Israel Folau To Sue Rugby Australia For 'Wrongful Termination'
Sacked rugby union player Israel Folau will take Rugby Australia to court over what his representatives have called his "unlawful termination".
Folau’s legal representatives confirmed that applications have been filed with the Fair Work Commission to deal with Folau’s unlawful termination dispute, after Folau was sacked last month for breaching the professional players' Code of Conduct.
The sacking occurred after a social media post in which Folau said homosexuals (and others) were going to hell was published in April. The post contravened Rugby Australia's Inclusion Policy and was the second time he'd posted something along those lines, despite being warned not to.

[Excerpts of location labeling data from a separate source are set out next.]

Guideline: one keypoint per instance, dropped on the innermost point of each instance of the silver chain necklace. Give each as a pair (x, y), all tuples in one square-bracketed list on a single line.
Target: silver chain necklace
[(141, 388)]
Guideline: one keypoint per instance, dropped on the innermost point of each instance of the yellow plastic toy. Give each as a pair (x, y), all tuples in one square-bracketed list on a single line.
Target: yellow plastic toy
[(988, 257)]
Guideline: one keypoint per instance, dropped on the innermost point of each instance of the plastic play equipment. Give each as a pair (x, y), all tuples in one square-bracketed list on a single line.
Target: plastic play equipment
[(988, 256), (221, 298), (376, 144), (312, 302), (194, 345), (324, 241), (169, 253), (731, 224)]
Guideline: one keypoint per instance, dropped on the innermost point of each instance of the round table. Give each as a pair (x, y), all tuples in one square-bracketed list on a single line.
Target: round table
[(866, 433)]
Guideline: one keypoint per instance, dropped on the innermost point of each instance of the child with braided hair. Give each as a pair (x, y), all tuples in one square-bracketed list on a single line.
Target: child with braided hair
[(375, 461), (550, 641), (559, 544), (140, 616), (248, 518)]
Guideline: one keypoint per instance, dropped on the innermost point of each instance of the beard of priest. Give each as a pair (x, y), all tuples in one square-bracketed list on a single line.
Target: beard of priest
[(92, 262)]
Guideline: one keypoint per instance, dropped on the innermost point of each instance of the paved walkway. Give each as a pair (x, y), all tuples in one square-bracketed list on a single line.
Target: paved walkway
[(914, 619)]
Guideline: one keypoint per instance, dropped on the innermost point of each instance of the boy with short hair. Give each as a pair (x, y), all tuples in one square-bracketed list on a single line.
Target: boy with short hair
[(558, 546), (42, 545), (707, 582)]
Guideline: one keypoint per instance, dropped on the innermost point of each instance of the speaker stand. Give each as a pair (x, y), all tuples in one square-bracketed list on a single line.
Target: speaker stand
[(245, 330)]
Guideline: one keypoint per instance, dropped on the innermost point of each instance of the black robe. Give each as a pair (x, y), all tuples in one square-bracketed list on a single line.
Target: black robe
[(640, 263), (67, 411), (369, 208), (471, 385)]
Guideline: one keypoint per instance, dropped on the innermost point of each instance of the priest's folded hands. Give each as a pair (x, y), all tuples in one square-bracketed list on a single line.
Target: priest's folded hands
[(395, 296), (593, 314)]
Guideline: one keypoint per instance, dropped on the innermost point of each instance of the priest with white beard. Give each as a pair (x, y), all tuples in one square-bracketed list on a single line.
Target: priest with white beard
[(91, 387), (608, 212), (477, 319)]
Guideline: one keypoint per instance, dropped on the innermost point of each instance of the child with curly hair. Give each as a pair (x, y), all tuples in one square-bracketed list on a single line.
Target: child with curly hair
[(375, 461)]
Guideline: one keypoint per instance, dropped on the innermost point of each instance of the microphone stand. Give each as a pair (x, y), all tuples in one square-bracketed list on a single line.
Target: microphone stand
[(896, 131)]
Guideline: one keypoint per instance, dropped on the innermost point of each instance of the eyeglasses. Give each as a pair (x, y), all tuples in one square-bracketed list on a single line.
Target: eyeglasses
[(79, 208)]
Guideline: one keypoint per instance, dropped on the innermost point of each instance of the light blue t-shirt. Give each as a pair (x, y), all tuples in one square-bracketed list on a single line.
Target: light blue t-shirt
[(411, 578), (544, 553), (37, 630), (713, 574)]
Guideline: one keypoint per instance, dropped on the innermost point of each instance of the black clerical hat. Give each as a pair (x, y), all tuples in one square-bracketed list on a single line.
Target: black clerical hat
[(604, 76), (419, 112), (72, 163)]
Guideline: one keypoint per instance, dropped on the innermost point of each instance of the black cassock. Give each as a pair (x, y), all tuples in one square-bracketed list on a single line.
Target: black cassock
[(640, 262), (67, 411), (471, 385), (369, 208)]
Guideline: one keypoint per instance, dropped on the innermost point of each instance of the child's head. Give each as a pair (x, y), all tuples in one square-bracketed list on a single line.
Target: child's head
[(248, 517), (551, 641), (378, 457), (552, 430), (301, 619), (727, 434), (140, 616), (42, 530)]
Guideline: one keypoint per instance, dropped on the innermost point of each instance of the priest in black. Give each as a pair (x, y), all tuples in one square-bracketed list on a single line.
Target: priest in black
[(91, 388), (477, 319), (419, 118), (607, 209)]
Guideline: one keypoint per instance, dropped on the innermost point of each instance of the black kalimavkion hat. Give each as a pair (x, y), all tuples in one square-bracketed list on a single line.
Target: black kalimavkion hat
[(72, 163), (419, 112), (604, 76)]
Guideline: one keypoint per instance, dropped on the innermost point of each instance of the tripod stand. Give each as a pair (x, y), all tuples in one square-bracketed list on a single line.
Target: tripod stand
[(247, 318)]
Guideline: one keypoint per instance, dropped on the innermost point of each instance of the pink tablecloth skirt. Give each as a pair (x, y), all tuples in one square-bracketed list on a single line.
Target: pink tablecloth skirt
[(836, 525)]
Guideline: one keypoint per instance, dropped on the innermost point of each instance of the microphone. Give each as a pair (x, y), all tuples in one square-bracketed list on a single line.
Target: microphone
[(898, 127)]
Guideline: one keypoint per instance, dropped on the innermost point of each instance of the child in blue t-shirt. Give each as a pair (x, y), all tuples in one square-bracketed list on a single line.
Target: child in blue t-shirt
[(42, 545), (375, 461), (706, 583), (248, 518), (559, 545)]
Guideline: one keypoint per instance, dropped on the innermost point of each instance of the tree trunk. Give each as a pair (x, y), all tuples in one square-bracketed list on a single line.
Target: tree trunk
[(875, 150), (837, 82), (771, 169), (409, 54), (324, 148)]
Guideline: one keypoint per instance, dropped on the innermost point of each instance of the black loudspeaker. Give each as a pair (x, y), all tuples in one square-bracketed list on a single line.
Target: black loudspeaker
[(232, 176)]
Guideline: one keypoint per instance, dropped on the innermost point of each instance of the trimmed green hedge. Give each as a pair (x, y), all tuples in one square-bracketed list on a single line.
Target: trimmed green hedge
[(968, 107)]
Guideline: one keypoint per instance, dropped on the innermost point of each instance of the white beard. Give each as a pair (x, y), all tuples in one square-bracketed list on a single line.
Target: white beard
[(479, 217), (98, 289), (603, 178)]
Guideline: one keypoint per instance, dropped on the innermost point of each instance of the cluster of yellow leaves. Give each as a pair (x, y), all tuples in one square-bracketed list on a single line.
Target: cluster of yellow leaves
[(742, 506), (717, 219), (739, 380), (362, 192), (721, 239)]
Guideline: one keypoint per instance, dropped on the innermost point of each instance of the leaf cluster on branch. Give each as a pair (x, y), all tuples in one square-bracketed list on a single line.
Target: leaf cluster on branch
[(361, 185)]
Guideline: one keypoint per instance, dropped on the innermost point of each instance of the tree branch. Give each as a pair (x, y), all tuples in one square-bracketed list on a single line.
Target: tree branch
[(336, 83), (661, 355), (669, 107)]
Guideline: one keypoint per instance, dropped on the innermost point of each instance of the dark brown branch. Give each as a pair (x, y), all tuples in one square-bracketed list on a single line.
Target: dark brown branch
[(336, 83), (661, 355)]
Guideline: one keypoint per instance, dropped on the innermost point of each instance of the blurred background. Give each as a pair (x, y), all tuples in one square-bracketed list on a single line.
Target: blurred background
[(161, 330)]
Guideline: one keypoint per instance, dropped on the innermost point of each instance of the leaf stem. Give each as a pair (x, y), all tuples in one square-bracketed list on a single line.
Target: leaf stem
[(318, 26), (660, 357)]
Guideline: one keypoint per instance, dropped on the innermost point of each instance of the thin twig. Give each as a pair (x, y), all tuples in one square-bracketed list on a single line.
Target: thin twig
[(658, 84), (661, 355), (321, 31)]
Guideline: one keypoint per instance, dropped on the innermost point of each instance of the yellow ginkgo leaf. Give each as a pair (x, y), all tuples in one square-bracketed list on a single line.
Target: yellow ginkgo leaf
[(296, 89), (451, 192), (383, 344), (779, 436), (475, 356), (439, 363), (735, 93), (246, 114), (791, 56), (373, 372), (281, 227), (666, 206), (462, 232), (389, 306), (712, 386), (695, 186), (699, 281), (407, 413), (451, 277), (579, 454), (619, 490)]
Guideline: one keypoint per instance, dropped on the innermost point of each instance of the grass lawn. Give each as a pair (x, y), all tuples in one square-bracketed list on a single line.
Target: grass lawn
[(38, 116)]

Folau's representatives confirmed that the former rugby star’s intent was to "seek a declaration that his employment was unlawfully terminated because of his religion. Under section 772 of the Fair Work Act it is unlawful to terminate employment on the basis of religion".
Folau said he felt his treatment by Rugby Australia and the Waratahs had left him no choice but to stand up for his beliefs and the rights of all Australians.
"I will forever be grateful and proud to have played the sport I love for our nation.
Ours is an amazing country built on important principles, including freedom of religion. A nation made up of so many different faiths and cultural backgrounds will never be truly rich unless this freedom applies to all of us," he said.
READ MORE: Israel Folau Sacked By Rugby Australia
“The messages of support we have received over these difficult few weeks have made me realise there are many Australians who feel their fundamental rights are being steadily eroded.
“No Australian of any faith should be fired for practicing their religion."
According to the applications submitted today, the termination of Folau’s employment contract prevented him from playing at the peak of his career and on the cusp of a Rugby World Cup, which would have likely generated even greater exposure and opportunities.
For this reason, he is seeking substantial remedies from his former employers should they be found to have breached the Fair Work Act in terminating his employment."